Le questionnaire distribué aux répondants ne sera pas plus long et complexe que celui d’un sondage classique; il ne prendra pas plus d’une trentaine de minutes. Les réponses permettront de tracer le profil des sujets: ont-ils tendance à prendre plus de risques que la moyenne? Sont-ils plutôt prudents dans leurs comportements? Ils pourront être amenés à prendre position dans une version adaptée du «jeu du dictateur», consistant à donner une somme d’argent X à une personne A en lui ordonnant de la partager avec B. «De façon un peu contre-intuitive, ce jeu met en relief que seulement la moitié des joueurs n’offrent rien à B et gardent la totalité de l’argent pour eux. Un sur trois, environ, partage la somme équitablement», indique Mme Borgès Da Silva.

Dans la situation actuelle, la population doit faire quotidiennement des choix similaires: pourquoi resterais-je confiné si je ne suis pas contagieux? Et si je suis contagieux, pourquoi me priverais-je d’aller dans un lieu public?

À la jonction de la prévention et de l’économie de la santé, ce projet pourra mener à des recommandations sur les mesures à prendre en fonction des sous-groupes à prioriser et à voir où s’arrête l’effet des mesures incitatives. Les résultats de l’étude, qui portera idéalement sur 3000 à 5000 sujets, pourront s’appliquer à des situations analogues susceptibles de se produire dans l’avenir.

De la guerre à la solidarité

La crise a pris tout le monde par surprise et l’on voit beaucoup de disparités dans les réactions d’un pays à l’autre, mentionne l’économiste. «Dans certains cas, on a fait fi des libertés individuelles au nom du bien public. Ailleurs, on a préféré miser sur la sensibilisation. Pas facile de voir quelles mesures sont les plus efficaces», dit-elle.

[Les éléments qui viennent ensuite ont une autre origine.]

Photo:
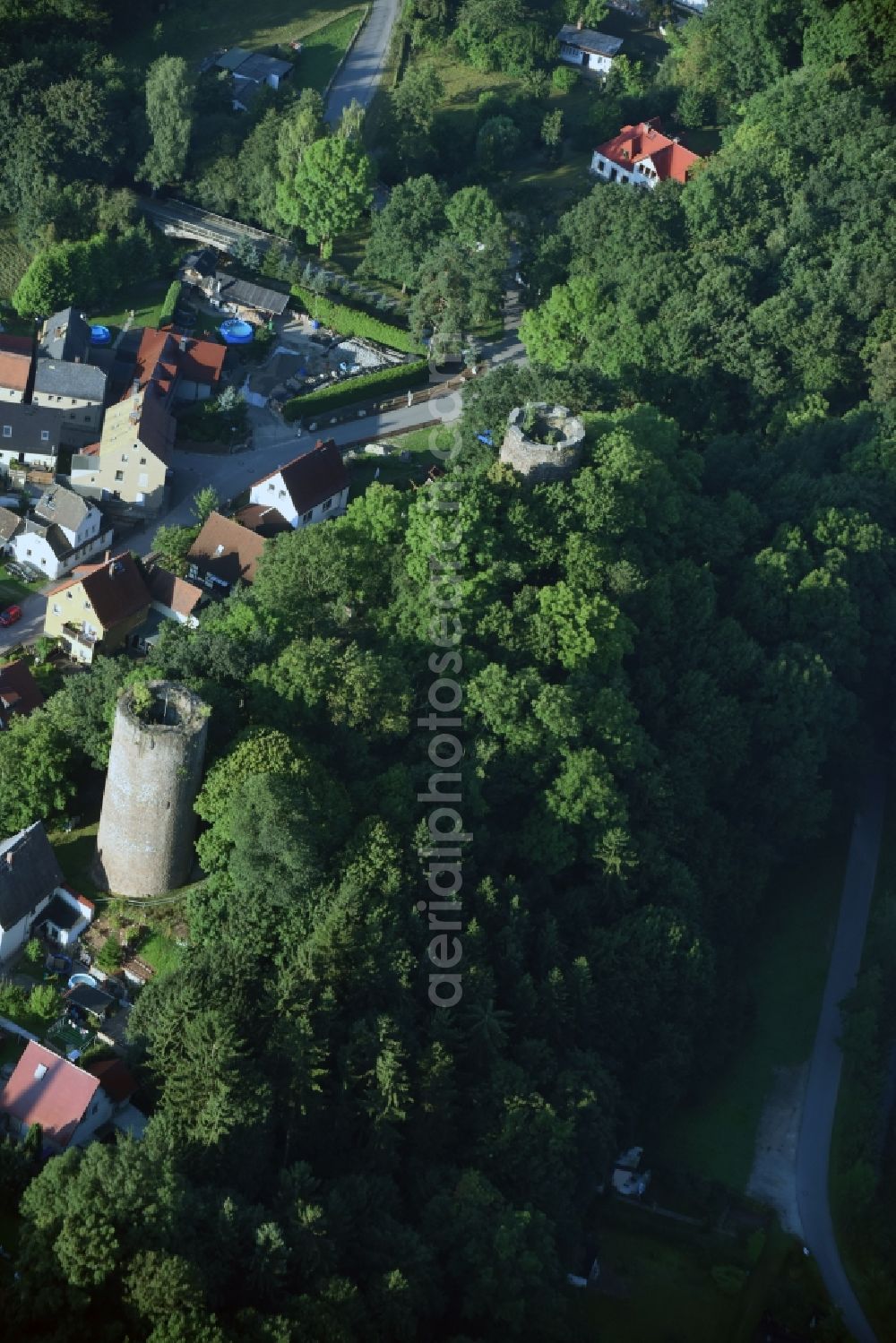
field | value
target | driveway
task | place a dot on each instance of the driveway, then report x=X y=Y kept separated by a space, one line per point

D’origine française, Mme Borgès Da Silva souligne que la rhétorique même des représentants de l’État varie grandement. «En France, le président de la République utilise des références militaires dans ses adresses à la nation. C’est la guerre. On fait face à un ennemi sournois qu’il faut vaincre. Au Québec, le premier ministre, François Legault, fait appel à la solidarité des citoyens. Il répète que chacun doit collaborer et qu’ensemble on peut s’en sortir.»

À son avis, les mesures incitatives peuvent être largement suffisantes à condition de savoir comment les appliquer et à qui elles sont destinées. C’est ce que pourrait préciser cette enquête.